Un prato non è una distesa inutile d’innumerevoli ed identici fili d’erba. Se si trattasse solo di una strategia ridondante di conservazione o, come qualcuno preferisce immaginare, di vittoria di una specie nell’occupare un certo habitat, saremmo forse in presenza di uno spreco inutile di risorse.
In realtà non si tratta di una replicante manifestazione di occupazione di un territorio, ma di espressioni di diversità totali, di unicità di ogni individuo: un modo per assicurare non il museo morto dell’esistente e dell’esistito, ma per poter dare un senso alla propria unicità, alle proprie capacità sinergiche, al senso di «appartenenza» ad un prato, ai suoi fertili equilibri e ai suoi complessi processi virtuosi ed essenziali per la vitalità globale del sistema Terra.

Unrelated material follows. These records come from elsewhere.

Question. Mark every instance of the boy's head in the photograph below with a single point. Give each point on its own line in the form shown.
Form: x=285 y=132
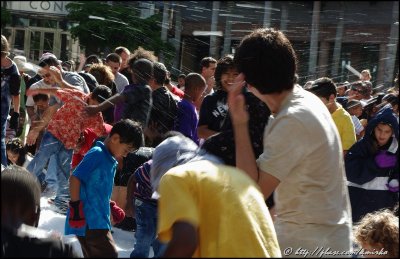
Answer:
x=99 y=95
x=160 y=73
x=142 y=70
x=325 y=89
x=195 y=84
x=379 y=230
x=41 y=101
x=208 y=66
x=20 y=198
x=113 y=60
x=125 y=137
x=354 y=107
x=267 y=60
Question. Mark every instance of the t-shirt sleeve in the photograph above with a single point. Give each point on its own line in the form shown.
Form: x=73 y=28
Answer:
x=176 y=203
x=282 y=152
x=204 y=111
x=88 y=164
x=15 y=82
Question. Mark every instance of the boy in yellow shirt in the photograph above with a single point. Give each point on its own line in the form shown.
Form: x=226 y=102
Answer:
x=207 y=209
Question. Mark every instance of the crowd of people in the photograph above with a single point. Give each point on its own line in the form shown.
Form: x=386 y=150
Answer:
x=237 y=160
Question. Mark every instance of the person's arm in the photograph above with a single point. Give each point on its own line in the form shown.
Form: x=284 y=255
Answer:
x=184 y=240
x=130 y=196
x=74 y=188
x=16 y=102
x=204 y=132
x=93 y=109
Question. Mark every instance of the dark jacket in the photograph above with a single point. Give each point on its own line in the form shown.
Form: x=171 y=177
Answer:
x=366 y=180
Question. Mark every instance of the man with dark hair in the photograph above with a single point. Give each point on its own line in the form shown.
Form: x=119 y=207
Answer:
x=20 y=212
x=316 y=211
x=135 y=101
x=114 y=62
x=325 y=89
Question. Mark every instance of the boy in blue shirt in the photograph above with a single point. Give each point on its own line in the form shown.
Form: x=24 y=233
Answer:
x=91 y=185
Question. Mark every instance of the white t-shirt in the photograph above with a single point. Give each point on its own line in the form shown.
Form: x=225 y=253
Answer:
x=357 y=125
x=302 y=149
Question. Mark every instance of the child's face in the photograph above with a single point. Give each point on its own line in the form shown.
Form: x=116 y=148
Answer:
x=92 y=101
x=13 y=157
x=228 y=77
x=357 y=111
x=199 y=92
x=383 y=132
x=118 y=149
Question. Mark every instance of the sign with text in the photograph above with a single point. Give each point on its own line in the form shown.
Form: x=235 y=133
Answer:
x=49 y=7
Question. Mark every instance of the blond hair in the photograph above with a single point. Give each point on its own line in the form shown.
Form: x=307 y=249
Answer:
x=379 y=228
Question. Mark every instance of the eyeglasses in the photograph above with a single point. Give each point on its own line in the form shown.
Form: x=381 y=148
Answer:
x=45 y=75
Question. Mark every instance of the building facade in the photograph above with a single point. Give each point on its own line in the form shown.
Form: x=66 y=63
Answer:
x=327 y=36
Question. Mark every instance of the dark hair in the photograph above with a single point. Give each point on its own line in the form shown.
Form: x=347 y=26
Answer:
x=323 y=87
x=40 y=97
x=15 y=145
x=20 y=192
x=205 y=62
x=160 y=72
x=49 y=61
x=5 y=47
x=101 y=93
x=142 y=70
x=267 y=60
x=223 y=65
x=114 y=57
x=129 y=131
x=194 y=81
x=121 y=49
x=93 y=59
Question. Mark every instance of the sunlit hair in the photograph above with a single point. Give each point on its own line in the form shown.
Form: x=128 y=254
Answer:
x=379 y=228
x=121 y=49
x=103 y=74
x=142 y=53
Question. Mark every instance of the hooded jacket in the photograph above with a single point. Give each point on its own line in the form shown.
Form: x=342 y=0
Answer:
x=368 y=183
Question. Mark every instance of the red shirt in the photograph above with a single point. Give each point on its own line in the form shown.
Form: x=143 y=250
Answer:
x=70 y=121
x=178 y=92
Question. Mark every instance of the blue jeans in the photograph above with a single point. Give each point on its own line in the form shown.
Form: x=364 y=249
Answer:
x=61 y=166
x=146 y=230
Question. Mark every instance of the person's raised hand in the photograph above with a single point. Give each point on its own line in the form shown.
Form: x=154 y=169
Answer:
x=236 y=102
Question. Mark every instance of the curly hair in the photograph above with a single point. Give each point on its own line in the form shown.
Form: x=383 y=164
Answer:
x=15 y=146
x=103 y=74
x=380 y=227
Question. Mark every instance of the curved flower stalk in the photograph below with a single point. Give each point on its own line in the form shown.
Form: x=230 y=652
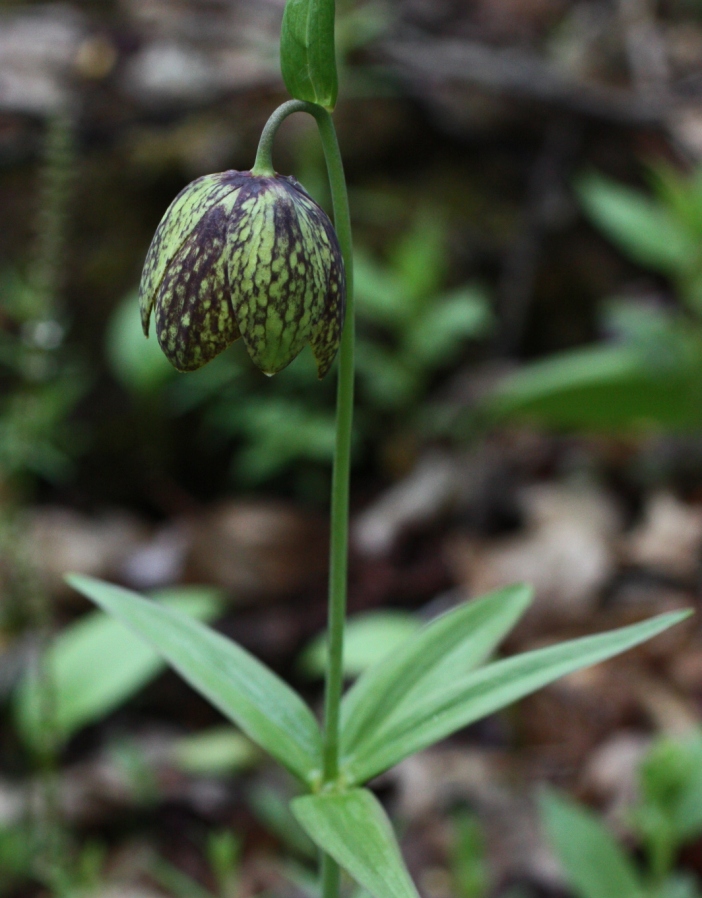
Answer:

Tutti fenomeni, questi, naturali e dinamici che, pur se sfuggono a una nostra conoscenza compiuta, offrono la dimensione di quanto siano costruttivamente creative le potenzialità della diversità di ogni singolo filo d’erba. Anche gli elementi di una stessa catena neuronale (struttura fondamentale della fisiologia degli esseri viventi) non sono passivi elementi «conduttori», fisici e indifferenziati, di un segnale elettrico, ma attivi «elaboratori» di un segnale preso, quasi in responsabile consegna, e quindi ritrasmesso in sequenze, con assoluta affidabilità, fra i diversi sistemi e organi vitali: tutto un impegno esercitato individualmente da ciascuno, senza deleghe ad alcuno e senza sottomissioni a un potere imposto da una funzione piuttosto che da un’altra.
Certo è che la natura, la sua capacità vitale di reggere e sviluppare equilibri, ha molto da «raccontare» all’uomo che invece preferisce, troppo spesso, chiudersi nel piccolo e nel semplice delle sue limitate esperienze, forse anche solitarie e contorte, immaginando, magari, di poter cambiare tutto un mondo solo perché non riesce o non vuole riconoscerlo nella sua essenza.
Vi sono sicuramente difficoltà relazionali e inettitudini che rendono l’uomo «vittima colpevole» delle sue pigrizie mentali e di avvilenti fascinazioni solipsistiche. Ma queste non sono un destino, sono piuttosto una prova che chiede di mettere a frutto le migliori qualità umane. Siamo, dunque, chiamati ad andare oltre le pericolose paralisi dei nostri pensieri, oltre le suggestioni o le frustrazioni formali messe in gioco dagli eventi. Dobbiamo riuscire a dare senso e valore alle nostre capacità di ricercare, discernere, operare e saper rendere conto della efficacia e della qualità delle nostre azioni.
Dobbiamo aprire relazioni operose, consapevoli e responsabili con i nostri intorni, dobbiamo interrogarci e interagire con i fenomeni naturali, perché, almeno nella loro immanenza, tutti siamo invitati, con le nostre specifiche diversità, a partecipare e a cooperare con il loro «divenire».